Los Angeles 26 gennaio 2026 – TAIC Funding annuncia che il biopic dedicato a Giorgio Armani sarà diretto dal regista premio Oscar Bobby Moresco, che in precedenza ha diretto “Lamborghini” (2022) e “Maserati” (in uscita nel 2026), anch’essi prodotti da Andrea Iervolino. 

L’annuncio è stato fatto a seguito della decisione assunta dal consiglio di amministrazione di TAIC Funding che, nel corso della riunione tenutasi venerdì 23 gennaio 2026, ha deliberato che il film non sarà girato in Italia e verrà invece interamente prodotto in Ungheria. 
La decisione relativa al luogo delle riprese è seguita all’analisi approfondita del piano di investimento e ad un ampio confronto con il pool di banche e fondi statunitensi che supportano TAIC Funding, alla luce dell’attuale contesto produttivo e amministrativo italiano. 
Questa scelta arriva a pochi giorni dalla delibera del consiglio di amministrazione di trasferire all’estero anche la produzione di “Bugatti – The Genius”, un progetto con un investimento superiore ai 200 milioni di dollari.  

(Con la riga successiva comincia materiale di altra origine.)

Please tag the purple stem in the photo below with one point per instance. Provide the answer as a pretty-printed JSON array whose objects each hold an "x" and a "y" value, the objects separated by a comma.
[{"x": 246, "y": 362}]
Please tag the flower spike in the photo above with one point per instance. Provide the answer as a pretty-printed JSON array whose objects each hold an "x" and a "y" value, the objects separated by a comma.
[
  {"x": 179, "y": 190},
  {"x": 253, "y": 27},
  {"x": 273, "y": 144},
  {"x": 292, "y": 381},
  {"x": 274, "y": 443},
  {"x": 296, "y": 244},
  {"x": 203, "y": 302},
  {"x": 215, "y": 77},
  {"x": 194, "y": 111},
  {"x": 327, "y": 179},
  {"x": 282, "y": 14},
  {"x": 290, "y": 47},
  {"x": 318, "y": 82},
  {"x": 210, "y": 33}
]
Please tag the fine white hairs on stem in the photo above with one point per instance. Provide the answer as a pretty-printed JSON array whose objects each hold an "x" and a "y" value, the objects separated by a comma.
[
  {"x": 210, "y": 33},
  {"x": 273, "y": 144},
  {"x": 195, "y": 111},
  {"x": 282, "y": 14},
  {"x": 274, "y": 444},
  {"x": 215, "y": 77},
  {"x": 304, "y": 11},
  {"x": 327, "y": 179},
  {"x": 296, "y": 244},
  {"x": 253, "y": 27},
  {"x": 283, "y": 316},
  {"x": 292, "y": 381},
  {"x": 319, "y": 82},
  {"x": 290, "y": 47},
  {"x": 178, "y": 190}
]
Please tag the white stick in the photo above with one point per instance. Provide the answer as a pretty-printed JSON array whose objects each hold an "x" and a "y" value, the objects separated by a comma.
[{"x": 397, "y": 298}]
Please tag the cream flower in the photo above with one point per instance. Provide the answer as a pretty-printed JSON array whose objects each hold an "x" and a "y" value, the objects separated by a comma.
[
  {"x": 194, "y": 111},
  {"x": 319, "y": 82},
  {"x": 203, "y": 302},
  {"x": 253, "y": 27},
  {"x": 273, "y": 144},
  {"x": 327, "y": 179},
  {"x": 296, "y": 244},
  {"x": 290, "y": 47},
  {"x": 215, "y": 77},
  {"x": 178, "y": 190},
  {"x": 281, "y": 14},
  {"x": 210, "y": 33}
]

Commentando la decisione, Andrea Iervolino ha dichiarato
“Sono profondamente legato all’Italia e all’identità italiana. Pur essendo italo-canadese, resto un italiano orgoglioso. Continuerò a sviluppare progetti dedicati alle grandi icone del nostro Paese, guidato da un profondo amore per l’Italia. Anche se, in questo momento, questi film non saranno girati in Italia, continuerò a raccontarne le storie al mondo producendo all’estero. Dispiace constatare che, nell’arco di sole due settimane, l’Italia abbia perso circa 335 milioni di dollari di investimenti cinematografici. Il paradosso che emerge da questa situazione è evidente: film che celebrano l’eccellenza, la cultura e l’identità italiana vengono realizzati fuori dall’Italia non per mancanza di visione o di spirito italiano, ma a causa di una crescente perdita di fiducia nel quadro istituzionale e amministrativo.